With great fanfare and publicity, the state of California through Attorney General Rob Bonta filed a lawsuit in California state court in September against ExxonMobil for “allegedly engaging in a decades-long campaign of deception that caused and exacerbated the global plastics pollution crisis.” A related lawsuit was filed by environmental groups with similar allegations.
What is undoubtedly dumbfounding to many readers is the theory that Exxon, and other makers of resins that are key components in single use plastics, should be responsible for the failure of state-run plastics recycling programs. Using novel claims of public nuisance – a common law doctrine about property law, not products liability law – the state of California and the environmental groups are trying to shift public costs onto the backs of private actors simply because they engaged in sanctioned legal activity.
California’s claim is that Exxon committed “greenwashing” because – wait for it – the company toed the environmentalist line that plastic recycling was beneficial for the environment. Supposedly, Exxon erred in encouraging consumers to recycle plastic products. Of course, for decades now, so did nearly every environmental group and just about every jurisdiction in the country that set up recycling programs.
Now, faced with an ineffective recycling system that has, by California’s own admission, done little to mitigate the plastic pollution problem, the state seeks to pass the buck to producers of plastic resin, which is the building block of any plastic product.

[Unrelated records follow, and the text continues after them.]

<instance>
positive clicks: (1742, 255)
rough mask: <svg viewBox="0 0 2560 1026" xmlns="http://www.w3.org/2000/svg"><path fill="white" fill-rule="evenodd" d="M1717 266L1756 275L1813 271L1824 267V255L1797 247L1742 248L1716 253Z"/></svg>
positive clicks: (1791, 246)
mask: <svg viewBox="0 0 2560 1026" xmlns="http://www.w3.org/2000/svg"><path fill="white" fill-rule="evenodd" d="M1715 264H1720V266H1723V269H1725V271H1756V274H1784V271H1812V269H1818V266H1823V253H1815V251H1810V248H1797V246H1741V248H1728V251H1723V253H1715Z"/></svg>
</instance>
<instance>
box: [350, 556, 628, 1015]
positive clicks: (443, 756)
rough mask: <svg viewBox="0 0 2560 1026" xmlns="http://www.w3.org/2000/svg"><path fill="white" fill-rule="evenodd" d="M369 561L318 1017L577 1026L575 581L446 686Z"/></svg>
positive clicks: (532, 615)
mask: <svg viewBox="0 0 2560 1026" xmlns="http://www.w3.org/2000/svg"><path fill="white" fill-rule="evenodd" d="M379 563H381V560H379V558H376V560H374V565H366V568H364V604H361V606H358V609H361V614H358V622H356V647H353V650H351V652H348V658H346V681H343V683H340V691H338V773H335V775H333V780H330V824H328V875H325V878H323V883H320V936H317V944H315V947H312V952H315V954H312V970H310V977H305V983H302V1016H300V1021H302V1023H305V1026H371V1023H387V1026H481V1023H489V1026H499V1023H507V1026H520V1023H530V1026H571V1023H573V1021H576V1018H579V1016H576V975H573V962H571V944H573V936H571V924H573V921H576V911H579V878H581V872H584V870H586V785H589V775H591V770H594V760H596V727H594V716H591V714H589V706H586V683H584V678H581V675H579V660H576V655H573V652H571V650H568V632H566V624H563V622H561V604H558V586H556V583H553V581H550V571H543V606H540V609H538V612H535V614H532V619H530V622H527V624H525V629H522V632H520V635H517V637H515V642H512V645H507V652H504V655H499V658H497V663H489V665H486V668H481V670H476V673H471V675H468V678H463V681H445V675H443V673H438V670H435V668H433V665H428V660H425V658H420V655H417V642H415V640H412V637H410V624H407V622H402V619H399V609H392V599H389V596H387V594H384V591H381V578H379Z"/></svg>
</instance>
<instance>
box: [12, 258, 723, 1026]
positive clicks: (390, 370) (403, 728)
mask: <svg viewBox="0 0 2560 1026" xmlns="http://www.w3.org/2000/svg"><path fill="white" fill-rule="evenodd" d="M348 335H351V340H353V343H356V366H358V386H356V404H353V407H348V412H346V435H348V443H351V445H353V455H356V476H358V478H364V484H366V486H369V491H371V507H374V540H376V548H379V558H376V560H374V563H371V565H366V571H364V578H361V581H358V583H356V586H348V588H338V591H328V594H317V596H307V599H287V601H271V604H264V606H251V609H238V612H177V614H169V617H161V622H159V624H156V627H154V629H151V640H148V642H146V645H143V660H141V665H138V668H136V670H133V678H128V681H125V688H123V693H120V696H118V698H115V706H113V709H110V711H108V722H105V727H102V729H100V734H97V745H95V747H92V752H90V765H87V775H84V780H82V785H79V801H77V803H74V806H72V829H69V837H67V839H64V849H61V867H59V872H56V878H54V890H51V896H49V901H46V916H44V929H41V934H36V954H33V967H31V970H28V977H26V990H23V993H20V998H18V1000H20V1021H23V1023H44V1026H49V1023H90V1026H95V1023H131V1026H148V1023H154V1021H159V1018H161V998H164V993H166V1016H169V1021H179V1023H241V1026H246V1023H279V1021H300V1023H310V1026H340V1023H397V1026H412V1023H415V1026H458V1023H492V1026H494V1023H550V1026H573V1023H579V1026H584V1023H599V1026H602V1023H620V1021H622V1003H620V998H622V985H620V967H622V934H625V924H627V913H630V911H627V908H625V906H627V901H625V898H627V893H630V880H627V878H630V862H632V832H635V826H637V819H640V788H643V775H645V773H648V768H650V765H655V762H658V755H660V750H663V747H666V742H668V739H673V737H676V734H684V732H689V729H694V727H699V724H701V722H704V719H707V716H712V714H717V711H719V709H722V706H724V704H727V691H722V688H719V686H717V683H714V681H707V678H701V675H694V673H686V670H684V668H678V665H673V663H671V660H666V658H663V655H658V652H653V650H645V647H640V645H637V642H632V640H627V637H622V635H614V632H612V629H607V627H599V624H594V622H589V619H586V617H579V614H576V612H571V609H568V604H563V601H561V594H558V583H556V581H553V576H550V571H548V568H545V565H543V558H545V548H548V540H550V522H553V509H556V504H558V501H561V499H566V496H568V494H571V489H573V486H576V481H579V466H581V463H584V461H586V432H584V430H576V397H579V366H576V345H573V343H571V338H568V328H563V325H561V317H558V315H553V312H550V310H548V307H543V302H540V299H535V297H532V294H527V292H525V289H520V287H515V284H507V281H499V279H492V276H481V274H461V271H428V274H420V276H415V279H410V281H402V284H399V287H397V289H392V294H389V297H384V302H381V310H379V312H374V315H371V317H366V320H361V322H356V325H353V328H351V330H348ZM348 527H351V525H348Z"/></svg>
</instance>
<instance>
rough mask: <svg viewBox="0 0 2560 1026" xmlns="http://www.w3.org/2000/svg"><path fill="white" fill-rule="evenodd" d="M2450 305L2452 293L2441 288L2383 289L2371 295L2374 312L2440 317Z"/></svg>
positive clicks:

Never mind the fact that California knows well that the back end of its recycling system is riddled with infirmities and high costs that render its waste management program ineffective and uneconomical.
The Orwellian nature of the state’s claims speaks for itself. AG Bonta’s convoluted attempt to defend the lawsuit in the face of tough questioning last September on CNBC is Exhibit A in the case for the lawsuit’s paradoxical elements.
The case draws a parallel to other unsuccessful attempts to assign liability to producers of plastic products. A similar lawsuit brought by the state of New York against Pepsi/Frito Lay was dismissed in its entirety by a trial court order in October 2022.
In California’s case, like New York’s, only a few potential actors were sued for a problem which, if true, involves scores of contributors including state governments. Moreover, there is no proof California’s residents would have behaved differently even if Exxon’s public message on recycling were different. As the New York judge explained, “the [New York] Attorney General's allegations are speculative” for precisely that reason. And speculation does not make a lawsuit.
In our system of justice, actors can only be held liable for a wrong when presented with allegations that can be proven to be caused by that wrong, and only when the court has the power to issue an order that will make any difference.
Here, there is no wrong. Exxon made lawful statements that echoed those made at the time by the now retroactively prosecuting state. Even if any wrong did occur, there is no shortage of actors who make plastics and statements about plastics, so there is no real way to say that the single defendant caused the greater public to recycle improperly.
Note, too, that Exxon isn’t causing California’s plastic waste pollution. As the New York judge rightly exclaimed in his dismissal: “It is important to note that regardless of Defendant's aspirational goals, Pepsi/Frito Lay did not pollute the Buffalo River or any other local waterways - other people did!”
Secondly, claims are not viable unless the court is capable of fashioning a remedy that can undo or rectify a harm done. which it cannot do if the remedy is targeted at someone who is not the polluter. Here, it is simply speculation that a forcible change in Exxon’s plastics recycling message would change consumer behavior to the degree that the so-called nuisance of plastics pollution would be abated.
Just as the New York court concluded, California’s case, too, is emblematic of “phantom assertions of liability that do nothing to solve the problem that exists,” amounting to “nothing more than selective prosecution based on a naïve theory.”
Lawsuits like these in California and other jurisdictions are contrary to the rule of law, violate the Due Process Clause of the Constitution, violate free speech, and defy common sense.
Donald J. Kochan is Professor of Law and the Executive Director of the Law & Economics Center at the Antonin Scalia Law School at George Mason University.